Starch graunules from transgenic wheat endosperm (left). Starch graunles from tomato pericarp at 14 days post-anthesis (right).
How the starch granule is assembled to form a semicrystalline supramolecule from glucose residues is enigmatic and fascinating. Plants are the only higher life forms capable of making starch and they provide almost half of all of the calories we eat. In addition, starch is extensively used as a biopolymer in various food and non-food applications. Currently, the market for biodegradable materials is broadening because it has social and political appeal.
Many aspects of starch granule synthesis are unknown but a complex interplay of the activity of starch biosynthetic enzyme isoforms that form functional complexes and, the chemical and physical conditions in the cell, likely plays key roles. We have a strong interest in modulating the fine structure of starch and in investigating its functional properties. We also believe that studying the physico-chemical structure of the granule during synthesis and deconstruction may help us to better understand metabolism.
Tomato plants used for eco-physiological measurements (Photo by Kietsuda Luengwilai)
Consumers value the sugars accumulated in fruit. Elevating tomato fruit sugars without compromising yields and fitness, however, has been a longstanding problem for breeders. To compound matters, fruit are often bred and then subsequently harvested and handled for postharvest longevity, which often decimates sugar content.
Our goal is to understand the cumulative factors (genetic, biochemical and physiological) that determine sugar accumulation in the fruit at market. In our view, this necessitates:
Fig 1. The Sugar Starvation Response in Plants (Dong & Beckles, unpublished)
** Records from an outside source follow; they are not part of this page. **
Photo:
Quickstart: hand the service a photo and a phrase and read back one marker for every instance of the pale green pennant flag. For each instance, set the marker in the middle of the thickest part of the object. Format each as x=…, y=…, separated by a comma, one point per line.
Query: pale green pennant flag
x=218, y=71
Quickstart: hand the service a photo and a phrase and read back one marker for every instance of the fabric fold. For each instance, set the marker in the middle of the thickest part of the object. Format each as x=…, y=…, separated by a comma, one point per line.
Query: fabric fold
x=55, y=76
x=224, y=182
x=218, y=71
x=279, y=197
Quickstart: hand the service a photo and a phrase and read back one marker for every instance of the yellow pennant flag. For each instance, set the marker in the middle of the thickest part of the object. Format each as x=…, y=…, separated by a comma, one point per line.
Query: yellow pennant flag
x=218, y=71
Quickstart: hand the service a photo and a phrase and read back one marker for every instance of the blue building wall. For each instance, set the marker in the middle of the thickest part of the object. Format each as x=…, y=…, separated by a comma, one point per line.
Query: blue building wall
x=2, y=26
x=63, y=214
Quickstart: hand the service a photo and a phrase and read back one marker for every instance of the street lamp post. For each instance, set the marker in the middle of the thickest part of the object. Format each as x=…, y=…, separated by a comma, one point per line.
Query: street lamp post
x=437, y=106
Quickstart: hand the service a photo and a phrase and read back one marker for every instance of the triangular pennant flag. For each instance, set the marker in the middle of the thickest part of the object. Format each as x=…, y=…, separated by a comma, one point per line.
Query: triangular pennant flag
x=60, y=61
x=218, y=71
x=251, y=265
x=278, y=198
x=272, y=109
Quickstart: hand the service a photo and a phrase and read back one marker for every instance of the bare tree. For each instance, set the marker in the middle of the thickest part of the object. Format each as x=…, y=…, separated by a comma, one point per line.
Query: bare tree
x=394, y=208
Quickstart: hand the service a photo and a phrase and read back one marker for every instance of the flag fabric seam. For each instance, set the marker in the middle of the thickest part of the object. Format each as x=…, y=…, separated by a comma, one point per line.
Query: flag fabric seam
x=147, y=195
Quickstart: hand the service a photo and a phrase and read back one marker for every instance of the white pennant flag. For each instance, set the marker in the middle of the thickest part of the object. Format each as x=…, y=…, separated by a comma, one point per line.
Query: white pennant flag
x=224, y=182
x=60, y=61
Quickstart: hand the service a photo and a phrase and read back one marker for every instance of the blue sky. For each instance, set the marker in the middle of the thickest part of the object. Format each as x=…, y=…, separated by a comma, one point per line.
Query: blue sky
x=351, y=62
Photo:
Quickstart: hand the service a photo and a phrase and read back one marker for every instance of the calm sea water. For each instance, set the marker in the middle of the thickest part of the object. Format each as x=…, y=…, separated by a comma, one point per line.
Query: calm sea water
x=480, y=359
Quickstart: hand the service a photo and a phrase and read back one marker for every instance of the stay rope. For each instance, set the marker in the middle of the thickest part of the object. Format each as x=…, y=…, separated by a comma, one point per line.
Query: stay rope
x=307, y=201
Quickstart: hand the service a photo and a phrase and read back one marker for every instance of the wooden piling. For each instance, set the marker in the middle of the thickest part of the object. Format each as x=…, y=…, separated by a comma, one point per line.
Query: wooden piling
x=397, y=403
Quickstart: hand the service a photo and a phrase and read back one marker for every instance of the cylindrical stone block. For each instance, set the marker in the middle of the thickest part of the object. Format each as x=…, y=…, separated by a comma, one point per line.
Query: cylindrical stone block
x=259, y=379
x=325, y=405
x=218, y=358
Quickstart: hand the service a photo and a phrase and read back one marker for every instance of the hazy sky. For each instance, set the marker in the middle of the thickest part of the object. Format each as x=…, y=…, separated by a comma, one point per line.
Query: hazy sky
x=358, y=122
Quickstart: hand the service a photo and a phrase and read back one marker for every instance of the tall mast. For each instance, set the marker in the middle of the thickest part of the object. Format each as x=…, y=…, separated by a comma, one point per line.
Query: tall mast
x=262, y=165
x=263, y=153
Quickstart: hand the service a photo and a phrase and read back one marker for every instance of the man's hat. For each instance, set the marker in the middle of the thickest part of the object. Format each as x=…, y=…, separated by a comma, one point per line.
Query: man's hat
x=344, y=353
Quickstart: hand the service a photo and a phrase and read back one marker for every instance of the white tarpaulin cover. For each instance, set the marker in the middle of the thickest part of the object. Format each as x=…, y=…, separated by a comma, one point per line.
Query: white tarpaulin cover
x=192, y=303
Environmental stress reduces plant productivity, and poses a growing threat to global food security. Under momentary or sustained stress, leaf carbohydrates may become exhausted. This extreme carbon status is detected; activating signal transduction cascades that alter gene expression and enzyme activity. Biomolecules normally used for critical cellular functions are gradually degraded, replacing the depleted carbohydrates to permit immediate survival. This series of events is called the sugar starvation response (SSR) (Fig 1).
We have a strong interest in understanding how SS changes the way plants use carbon. Specifically, how this limited carbon store is partitioned into various metabolic pathways within a tissue, and how it is allocated from sources to sinks. A detailed investigation of carbon partitioning and allocation in response to SS will broaden our understanding of the events that enable plants to cope with episodic stresses, which could then lead to improved plant stress tolerance.
Fig. 2. Cherry tomato fruit harvested at breaker stage under chilling (2.5 and 5°C) and control (12.5°C) conditions for different lengths of storage. PCI compromises fruit’s ability to develop full color even after rewarming. (Albornoz & Beckles, unpublished data).
Tomato fruit stored at 0-12°C may experience postharvest chilling injury (PCI). This is a complicated disorder that negatively affects fruit quality. Symptoms are usually detected when the fruit is brought back to room temperature, and vary from a lack of flavor and poor texture, to ripening abnormalities (Fig 1), surface pitting, tissue browning and fungal infestation. This leads to consumer dissatisfaction and increased postharvest losses.
Chilling causes dysfunction of the fruit cells. Membrane destabilization occurs, which is accelerated by the production of harmful, cold-induced molecules including reactive oxygen species. Over time, the stressed tissue loses its cellular compartmentation, and a series of downstream metabolic and physiological impairments occur, damaging the fruit and compromising its quality and shelf-life.
We are interested in understanding the early molecular events that lead to PCI in tomato fruit, as there are still gaps in our understanding of the signal transduction pathways. This could help to develop effective solutions to this disorder, which currently limits options for postharvest storage of tomato and other tropical and subtropical fruit.
Aegilops crassa (goat grass) is a wild relative of wheat. For more information, see Uhlmann, N.K. & Beckles, D.M. (2010)
The starch and protein accumulated in wheat endosperm provide 20% of all calories eaten and are an important food source. High seed starch was a prime target of the selection that defined domestication 10,000 years ago and this has led to a smaller proportion of protein-to-starch in modern high yielding seeds.
There have been several attempts to rationally modify wheat grain starch and protein contents; however, it has proved very difficult to accomplish this because the synthesis of these compounds is interrelated with antagonistic effects. Therefore, identifying the regulatory mechanisms that control starch and protein accumulation is necessary for manipulating grain composition.
To study this we have made biochemical, transcriptomic and metabolomic comparisons of wheat grains that are altered in the balance of starch and protein including (i) wild vs. cultivated species (ii) transgenic grain and (iii) developing grain.